In einer massenspektrometrischen Metabolomics-Analyse wird in einem umfassenden, nicht-selektiven Ansatz zunächst versucht, möglichst viele Metaboliten in einem biologischen System zu identifizieren und anschließend unter verschiedenen physiologischen Bedingungen des Systems relativ zu quantifizieren. Für Metabolomics-Experimente steht ein Q-Exactive Plus ESI-Massenspektrometer gekoppelt mit einer 1290 UHPLC-Anlage zur Verfügung. Massenspektrometrische Metabolomics-Analysen erzeugen große Datensätze, die statistisch ausgewertet werden müssen, um signifikante Veränderungen auf Metabolom-Ebene zu identifizieren. Hierfür stehen geeignete Softwarepakete (Compound Discoverer 2.0, XCMS online Version v3.5.1) zur Verfügung.

Aufgrund ihrer unterschiedlichen chemischen Struktur (z.B. Lipide und Monosaccharide) besitzen Metabolite ein unterschiedliches Extraktionsverhalten und unterschiedliche chromatographische Eigenschaften. Dies macht es schwierig, alle Metaboliten eines biologischen Systems in einer massenspektrometrischen Analyse gemeinsam zu erfassen. Daher wird je nach Fragestellung häufig das Augenmerk auf bestimmte Stoffgruppen gelegt, die sich gemeinsam aus dem Probenmaterial extrahieren und in einer massenspektrometrischen Analyse erfassen lassen.

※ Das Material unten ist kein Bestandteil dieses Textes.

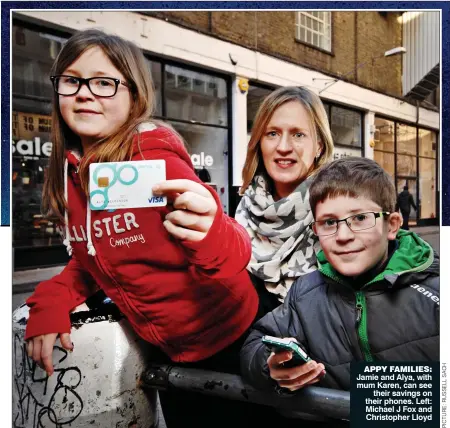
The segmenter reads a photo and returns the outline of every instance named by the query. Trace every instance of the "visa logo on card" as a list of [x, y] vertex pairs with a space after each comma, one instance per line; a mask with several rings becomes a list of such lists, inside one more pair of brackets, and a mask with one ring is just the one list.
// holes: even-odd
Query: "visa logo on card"
[[105, 162], [89, 165], [91, 210], [161, 207], [165, 196], [154, 196], [152, 186], [166, 179], [165, 160]]

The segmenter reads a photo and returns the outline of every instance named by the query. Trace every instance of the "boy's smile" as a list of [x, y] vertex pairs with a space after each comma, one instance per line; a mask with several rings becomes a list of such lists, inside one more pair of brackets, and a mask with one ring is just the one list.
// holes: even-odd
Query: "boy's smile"
[[[378, 213], [382, 207], [364, 197], [337, 196], [316, 206], [315, 220], [339, 220], [360, 213]], [[369, 229], [352, 231], [345, 221], [335, 234], [319, 236], [325, 257], [341, 275], [359, 276], [386, 260], [388, 244], [400, 226], [400, 215], [378, 217]]]

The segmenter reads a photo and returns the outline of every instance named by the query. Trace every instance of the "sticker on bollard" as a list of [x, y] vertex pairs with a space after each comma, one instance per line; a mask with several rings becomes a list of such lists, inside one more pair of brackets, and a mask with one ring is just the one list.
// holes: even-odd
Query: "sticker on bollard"
[[439, 362], [351, 363], [350, 427], [439, 428]]

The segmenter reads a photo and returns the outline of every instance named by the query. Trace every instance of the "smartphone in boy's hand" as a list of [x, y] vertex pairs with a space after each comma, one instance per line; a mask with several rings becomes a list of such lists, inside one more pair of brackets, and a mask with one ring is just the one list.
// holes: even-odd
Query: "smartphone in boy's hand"
[[279, 338], [275, 336], [263, 336], [262, 342], [275, 354], [290, 351], [292, 358], [283, 363], [283, 367], [295, 367], [311, 361], [311, 358], [302, 349], [296, 339], [292, 337]]
[[[278, 385], [296, 391], [317, 383], [325, 376], [325, 367], [313, 361], [295, 338], [263, 336], [262, 342], [272, 351], [267, 360], [270, 377]], [[291, 358], [288, 359], [289, 354]]]

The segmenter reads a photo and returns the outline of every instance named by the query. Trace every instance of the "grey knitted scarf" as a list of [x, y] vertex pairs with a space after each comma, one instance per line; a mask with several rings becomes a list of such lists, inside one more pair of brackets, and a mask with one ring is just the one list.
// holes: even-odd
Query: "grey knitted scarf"
[[261, 278], [280, 302], [296, 278], [317, 269], [320, 246], [308, 228], [313, 221], [310, 184], [311, 179], [303, 181], [289, 196], [275, 202], [266, 179], [257, 175], [236, 210], [236, 220], [252, 241], [247, 269]]

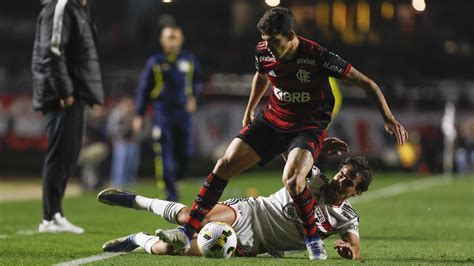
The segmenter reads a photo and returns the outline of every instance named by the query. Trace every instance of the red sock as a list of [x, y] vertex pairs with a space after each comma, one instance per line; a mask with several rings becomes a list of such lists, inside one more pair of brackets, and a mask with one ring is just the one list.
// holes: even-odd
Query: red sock
[[210, 173], [206, 181], [204, 181], [199, 194], [196, 196], [191, 212], [189, 213], [188, 220], [184, 225], [188, 233], [188, 237], [194, 234], [199, 229], [201, 222], [206, 217], [212, 208], [217, 204], [222, 192], [227, 185], [227, 180], [224, 180], [217, 175]]
[[291, 198], [293, 199], [296, 212], [303, 223], [305, 236], [307, 238], [317, 237], [318, 227], [314, 222], [314, 205], [316, 203], [308, 186], [300, 194], [296, 196], [291, 195]]

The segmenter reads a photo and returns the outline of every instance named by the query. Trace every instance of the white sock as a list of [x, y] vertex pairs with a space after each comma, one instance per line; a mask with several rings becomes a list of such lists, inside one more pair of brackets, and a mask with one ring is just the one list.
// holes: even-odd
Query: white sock
[[149, 211], [152, 201], [153, 199], [137, 195], [135, 197], [135, 204], [133, 204], [133, 208], [136, 210]]
[[154, 214], [161, 216], [166, 221], [177, 224], [178, 212], [181, 209], [186, 208], [186, 205], [178, 202], [150, 199], [137, 195], [135, 197], [134, 207], [137, 210], [147, 210], [149, 212], [153, 212]]
[[148, 254], [153, 254], [151, 249], [156, 242], [160, 241], [160, 238], [145, 233], [138, 233], [135, 235], [134, 240], [135, 244], [144, 248]]

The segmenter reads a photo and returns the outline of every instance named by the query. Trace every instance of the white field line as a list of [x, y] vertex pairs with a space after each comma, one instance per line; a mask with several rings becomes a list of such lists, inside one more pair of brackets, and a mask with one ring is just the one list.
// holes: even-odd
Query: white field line
[[116, 256], [122, 256], [124, 254], [127, 254], [127, 252], [116, 252], [116, 253], [111, 253], [111, 252], [105, 252], [99, 255], [93, 255], [90, 257], [82, 258], [82, 259], [77, 259], [77, 260], [71, 260], [71, 261], [66, 261], [66, 262], [61, 262], [58, 264], [53, 264], [53, 266], [73, 266], [73, 265], [81, 265], [85, 263], [91, 263], [99, 260], [106, 260], [108, 258], [116, 257]]
[[[421, 190], [421, 189], [426, 189], [429, 187], [433, 187], [436, 185], [441, 185], [441, 184], [446, 184], [449, 182], [452, 182], [453, 178], [452, 177], [444, 177], [444, 176], [432, 176], [428, 178], [424, 178], [422, 180], [417, 180], [417, 181], [411, 181], [411, 182], [405, 182], [401, 184], [396, 184], [392, 185], [389, 187], [377, 189], [373, 192], [366, 192], [364, 193], [363, 197], [360, 198], [355, 198], [351, 200], [351, 203], [353, 204], [358, 204], [362, 202], [369, 202], [381, 198], [388, 198], [388, 197], [393, 197], [405, 192], [409, 191], [415, 191], [415, 190]], [[81, 265], [85, 263], [90, 263], [90, 262], [95, 262], [95, 261], [100, 261], [100, 260], [105, 260], [108, 258], [112, 258], [115, 256], [121, 256], [127, 254], [126, 252], [119, 252], [119, 253], [102, 253], [98, 255], [92, 255], [89, 257], [85, 257], [82, 259], [77, 259], [77, 260], [72, 260], [72, 261], [66, 261], [62, 262], [59, 264], [54, 264], [54, 266], [66, 266], [66, 265]]]
[[38, 231], [38, 229], [31, 229], [31, 230], [20, 230], [20, 231], [17, 231], [13, 234], [8, 234], [8, 235], [0, 235], [0, 239], [5, 239], [5, 238], [9, 238], [9, 237], [13, 237], [13, 236], [31, 236], [31, 235], [36, 235], [36, 234], [39, 234], [40, 232]]
[[352, 204], [358, 204], [363, 202], [370, 202], [377, 199], [383, 199], [388, 197], [393, 197], [405, 192], [411, 192], [421, 189], [430, 188], [437, 185], [447, 184], [453, 181], [451, 176], [437, 175], [432, 177], [423, 178], [421, 180], [404, 182], [375, 191], [365, 192], [361, 197], [356, 197], [350, 200]]
[[16, 235], [22, 235], [22, 236], [31, 236], [31, 235], [36, 235], [39, 234], [40, 232], [38, 230], [20, 230], [16, 232]]
[[[0, 183], [6, 188], [0, 190], [0, 203], [3, 202], [18, 202], [27, 200], [39, 200], [43, 193], [41, 184], [22, 184], [18, 183]], [[81, 187], [79, 184], [71, 183], [67, 186], [64, 197], [72, 198], [81, 195]]]

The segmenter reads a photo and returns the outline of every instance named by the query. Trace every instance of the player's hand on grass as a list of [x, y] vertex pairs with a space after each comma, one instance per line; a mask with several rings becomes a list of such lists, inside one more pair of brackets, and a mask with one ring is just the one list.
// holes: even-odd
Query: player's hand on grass
[[70, 95], [65, 99], [59, 100], [59, 105], [61, 108], [69, 108], [74, 104], [74, 96]]
[[336, 240], [334, 249], [337, 251], [339, 256], [348, 260], [354, 259], [354, 252], [352, 252], [351, 244], [349, 244], [348, 242], [338, 239]]
[[385, 122], [385, 130], [390, 135], [395, 135], [399, 145], [405, 144], [408, 140], [408, 132], [396, 119]]
[[345, 141], [336, 137], [325, 138], [323, 141], [323, 147], [321, 148], [321, 153], [326, 156], [342, 155], [348, 151], [349, 145], [347, 145]]

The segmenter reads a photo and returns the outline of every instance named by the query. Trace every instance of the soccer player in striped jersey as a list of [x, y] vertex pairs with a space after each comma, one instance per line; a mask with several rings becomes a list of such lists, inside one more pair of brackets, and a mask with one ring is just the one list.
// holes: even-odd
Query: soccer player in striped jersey
[[[328, 148], [323, 154], [341, 153], [347, 150], [345, 143], [335, 139], [326, 139]], [[342, 143], [342, 144], [341, 144]], [[332, 148], [331, 148], [332, 147]], [[329, 180], [313, 166], [307, 178], [311, 195], [316, 200], [313, 208], [314, 224], [321, 238], [337, 234], [335, 248], [346, 259], [359, 259], [359, 216], [348, 199], [366, 191], [371, 182], [371, 173], [367, 161], [362, 157], [346, 158], [339, 172]], [[165, 220], [184, 224], [190, 208], [177, 202], [150, 199], [141, 195], [117, 189], [106, 189], [99, 193], [100, 202], [153, 212]], [[304, 228], [299, 219], [290, 194], [282, 188], [269, 197], [229, 199], [216, 205], [206, 216], [202, 226], [211, 221], [223, 221], [231, 225], [238, 239], [236, 256], [256, 256], [269, 253], [275, 257], [285, 252], [305, 249]], [[113, 239], [103, 246], [106, 252], [129, 252], [143, 247], [154, 255], [175, 254], [175, 250], [159, 237], [146, 233], [132, 234]], [[199, 256], [196, 236], [186, 255]]]
[[[310, 259], [324, 260], [327, 253], [312, 215], [315, 201], [306, 185], [331, 121], [334, 97], [329, 77], [362, 88], [378, 107], [386, 130], [399, 144], [408, 134], [395, 119], [377, 84], [351, 64], [316, 42], [295, 33], [295, 19], [286, 8], [268, 10], [258, 29], [262, 42], [256, 48], [256, 70], [243, 129], [209, 173], [189, 213], [187, 222], [174, 230], [159, 230], [163, 241], [185, 252], [194, 232], [217, 204], [228, 180], [249, 167], [264, 165], [280, 153], [288, 153], [282, 181], [295, 202], [304, 227], [304, 242]], [[271, 84], [265, 110], [254, 116], [255, 108]]]

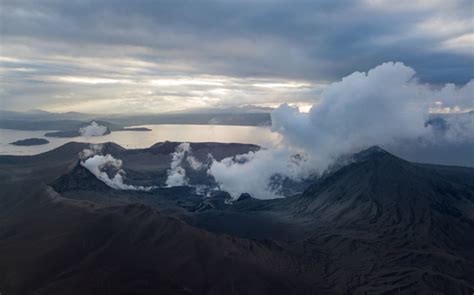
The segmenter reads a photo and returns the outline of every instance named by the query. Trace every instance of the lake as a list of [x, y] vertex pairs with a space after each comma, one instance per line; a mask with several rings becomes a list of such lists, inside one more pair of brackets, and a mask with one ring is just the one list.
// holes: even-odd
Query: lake
[[[114, 131], [111, 134], [97, 137], [55, 138], [45, 137], [51, 130], [22, 131], [0, 129], [0, 154], [34, 155], [52, 150], [67, 142], [103, 143], [115, 142], [127, 149], [147, 148], [162, 141], [180, 142], [237, 142], [252, 143], [270, 147], [277, 143], [280, 136], [271, 132], [269, 127], [229, 126], [229, 125], [141, 125], [152, 131]], [[50, 142], [37, 146], [15, 146], [11, 142], [26, 138], [45, 138]]]

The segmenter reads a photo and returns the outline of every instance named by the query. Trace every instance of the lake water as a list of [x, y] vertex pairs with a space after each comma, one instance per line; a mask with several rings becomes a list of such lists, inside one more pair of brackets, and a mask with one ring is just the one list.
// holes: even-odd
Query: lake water
[[[228, 125], [142, 125], [152, 131], [114, 131], [97, 137], [55, 138], [45, 137], [44, 131], [21, 131], [0, 129], [0, 154], [34, 155], [52, 150], [67, 142], [103, 143], [115, 142], [125, 148], [147, 148], [162, 141], [188, 142], [237, 142], [252, 143], [269, 147], [278, 142], [279, 135], [268, 127], [228, 126]], [[11, 142], [26, 138], [45, 138], [48, 144], [36, 146], [15, 146]]]

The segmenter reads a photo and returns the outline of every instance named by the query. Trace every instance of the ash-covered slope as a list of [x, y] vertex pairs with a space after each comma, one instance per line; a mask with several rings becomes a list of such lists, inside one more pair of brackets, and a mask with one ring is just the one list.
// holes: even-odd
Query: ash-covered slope
[[345, 227], [414, 227], [435, 222], [435, 216], [463, 222], [472, 217], [473, 183], [450, 179], [378, 147], [355, 159], [295, 200], [297, 214]]
[[355, 159], [289, 205], [314, 223], [304, 244], [329, 254], [326, 279], [341, 292], [472, 292], [474, 186], [464, 168], [446, 174], [377, 147]]
[[86, 190], [103, 193], [111, 190], [109, 186], [100, 181], [94, 174], [83, 167], [80, 161], [77, 162], [70, 172], [61, 175], [59, 178], [51, 182], [50, 185], [58, 193], [73, 190]]
[[[6, 294], [311, 294], [277, 243], [215, 235], [150, 207], [102, 207], [39, 186], [0, 211]], [[314, 288], [314, 289], [313, 289]]]
[[[105, 144], [102, 152], [122, 159], [132, 182], [166, 171], [178, 144], [142, 150]], [[229, 205], [222, 195], [198, 196], [186, 187], [114, 190], [78, 164], [77, 153], [87, 147], [0, 157], [6, 293], [474, 290], [474, 169], [410, 163], [374, 147], [299, 196], [243, 197]], [[254, 147], [191, 148], [204, 161], [210, 150], [222, 149], [224, 157]], [[40, 183], [51, 187], [33, 189]]]

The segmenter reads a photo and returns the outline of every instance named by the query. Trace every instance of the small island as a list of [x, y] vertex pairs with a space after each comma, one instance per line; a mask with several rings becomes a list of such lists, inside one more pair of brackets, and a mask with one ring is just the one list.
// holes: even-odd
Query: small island
[[147, 127], [124, 127], [122, 131], [151, 131], [151, 129]]
[[78, 137], [81, 136], [77, 130], [67, 130], [67, 131], [54, 131], [45, 133], [46, 137]]
[[44, 138], [27, 138], [27, 139], [17, 140], [10, 144], [20, 145], [20, 146], [31, 146], [31, 145], [42, 145], [42, 144], [48, 144], [48, 143], [49, 143], [49, 140], [46, 140]]

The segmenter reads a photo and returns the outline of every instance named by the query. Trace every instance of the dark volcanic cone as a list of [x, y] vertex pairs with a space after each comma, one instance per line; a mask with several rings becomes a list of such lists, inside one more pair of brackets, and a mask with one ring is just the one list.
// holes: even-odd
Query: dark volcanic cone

Diese fokussierte Art der Analytik wird auch als „Metaboliten-Profiling“ bezeichnet. Ein analytischer Ansatz, der alle Metaboliten einer Probe umfasst („Metabolomics“), erfordert den Einsatz unterschiedlicher Extraktionsmethoden und verschiedener komplementärer Analysemethoden (GC-MS, LC-MS, NMR). Bitte vereinbaren Sie vorab einen Besprechungstermin, um eine geeignete Probenvorbereitung bzw. Analysemethode für Ihr Metabolomics- oder Metaboliten-Profiling-Experiment festzulegen.

Quantitative 2D Elektrophorese (2D DIGE)

Die differenzielle fluoreszierende 2D-Gelelektrophorese (2D DIGE) ist eine zu einer quantitativen LC-MS-Analyse komplementäre Methode, die eine direkte Analyse von Unterschieden in der Proteinzusammensetzung verschiedener Proben ermöglicht. Hierfür werden die Proteine jeder Probe vor Beginn der Elektrophorese kovalent mit verschiedenen fluoreszierenden Farbstoffen markiert und anschließend zusammen in einem 2D-Gel analysiert. Die Vorteile liegen in einer hohen Sensitivität (0,1-1 ng Protein bei „minimal labeling“) und dem hohen dynamischen Detektionsbereich, der 3-5 Größenordnungen umfasst. In der Regel wird neben den zu vergleichenden Proben noch ein interner Standard mit einem dritten Fluoreszenzfarbstoff markiert, um bei einer entsprechenden Anzahl von Wiederholungen Gel-zu-Gel-Vergleiche zu ermöglichen und die technische Varianz so gering wie möglich zu halten. Nach einer statistischen Analyse der Gele, können differenziell exprimierte Proteine mittels Massenspektrometrie identifiziert werden.

 

In der CFH stehen die Gerätschaften für 2D DIGE Experimente (2D Elektrophorese-Apparatur, Typhoon-Imager, SameSpots-Software (siehe Geräteausstattung) zur Verfügung. Die Durchführung der Experimente und die statistische Auswertung der Gele kann nicht durch die CFH durchgeführt werden, sondern erfolgt durch die Nutzer. Die Mitarbeiter der CFH können Hilfestellung bei Fragen zur Probenvorbereitung, der Bedienung des Typhoon-Imagers oder der statistischen Auswertung mit der SameSpots-Software geben. Die anschließende massenspektrometrische Analyse differenziell exprimierter Proteine kann als Serviceleistung erfolgen (s. oben).